After the courts send her own daughter back to her abusive father, Faye Yager begins an underground railroad to help mothers and their kids get away from the men who harm them.
Why (and to whom) do we recommend it?
Children of the Underground is infuriating in all the best ways. At first it stokes outrage by persuasively demonstrating that because of America's family court system, abused children often need a network like Yager's to protect them from their predatory relatives. The interviews with the women and children who used her underground railroad only soildify this argument, alongside court documents that show how judges and attorneys overlook or mishandl evidence of mistreatment.
But by episode three, the show scrambles our notion of heroes and villians. We're reminded that while she was helping kids, Yager was also fueling the flames of the "Satanic panic" of the 80s and early 90s, talking to anyone who would listen about ritualized, devil-worshiping abuse that almost certainly didn't happen. It's maddening that someone who did so much good could spout this claptrap.

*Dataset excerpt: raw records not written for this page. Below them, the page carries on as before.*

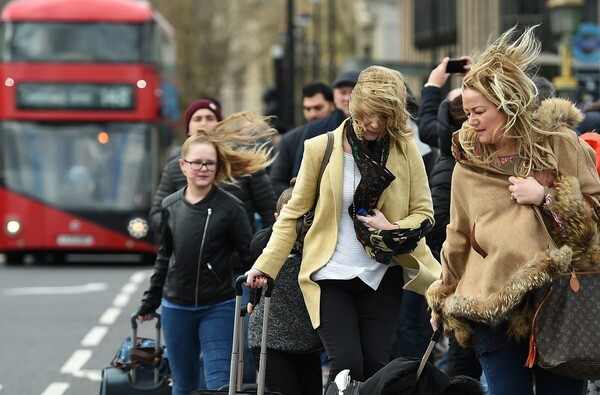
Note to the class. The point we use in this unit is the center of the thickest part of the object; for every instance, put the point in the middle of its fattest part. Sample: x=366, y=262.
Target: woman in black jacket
x=202, y=226
x=254, y=190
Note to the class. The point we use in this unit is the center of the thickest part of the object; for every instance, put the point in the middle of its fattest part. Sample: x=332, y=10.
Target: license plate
x=75, y=240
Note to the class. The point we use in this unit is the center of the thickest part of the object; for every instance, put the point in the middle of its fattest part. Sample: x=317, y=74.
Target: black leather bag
x=304, y=222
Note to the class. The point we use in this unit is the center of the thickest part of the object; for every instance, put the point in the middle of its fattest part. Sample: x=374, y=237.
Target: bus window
x=72, y=42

From there, directors Cowperthwaite and Gesen expertly vacillate between the idea that Yager is a good guy, a bad guy, or some combination of the two. In one moment, she seems to be causing an uproar just to satisfy her own ego, while in others she seems to be a fearless crusader. The last episode, when Yager herself is finally interviewed, only intensifies that ambiguity. In the end, it may be the show's determination to defy our desire for tidy resolutions that makes it so hard to shake.